Published on

Retry and Dead Letter Queue in Kafka

Authors

Introduction

In this article, I’ll walk you through setting up a retry mechanism in Kafka and explain the concept of a Dead Letter Queue (DLQ). We’ll also explore scenarios where these can be effectively used.

Kafka is a popular message broker widely used in software projects. It allows us to send messages to specific topics, with consumers processing these messages or triggering other events. This article focuses on handling errors during message processing.

Customizing the Retry Count

By default, when Kafka fails to process a message, it repeatedly attempts to do so, which can block subsequent messages and halt system progress.

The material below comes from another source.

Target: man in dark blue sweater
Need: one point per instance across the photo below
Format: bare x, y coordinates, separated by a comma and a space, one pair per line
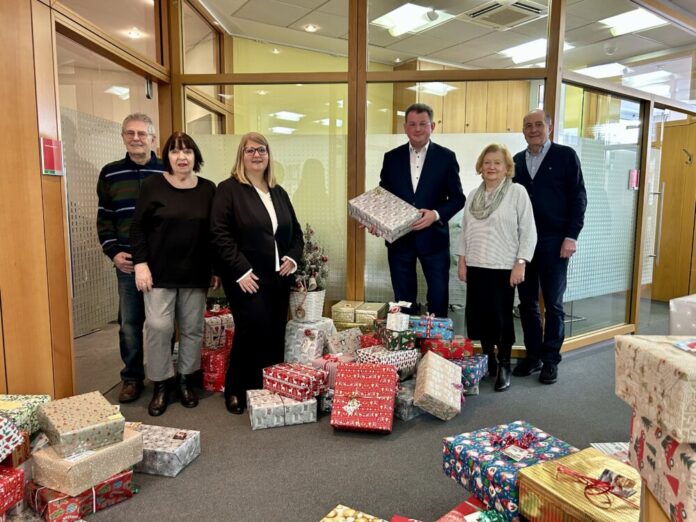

There are various methods available to solve this problem.

If an error occurs while processing our messages, we can customize the maximum number of retries. In a Spring Boot project, this can be configured as follows:

@Configuration
@EnableKafka
public class KafkaConfig {

    @Bean
    public ConcurrentKafkaListenerContainerFactory<?, ?> kafkaListenerContainerFactory(ConsumerFactory<Object, Object> consumerFactory) {
        ConcurrentKafkaListenerContainerFactory<Object, Object> factory = new ConcurrentKafkaListenerContainerFactory<>();
        factory.setConsumerFactory(consumerFactory);
        factory.setCommonErrorHandler(defaultErrorHandler());
        return factory;
    }

    @Bean
    public DefaultErrorHandler defaultErrorHandler() {
        // Retry 5 Times with 1000ms Intervals
        FixedBackOff fixedBackOff = new FixedBackOff(1000L, 5);

        return new DefaultErrorHandler((record, exception) -> {
            if (exception instanceof SerializationException) {
                System.err.println("Serialization exception for record: " + record);
            }
        }, fixedBackOff);
    }
}

This is an effective way to handle transient issues during message processing on the consumer side.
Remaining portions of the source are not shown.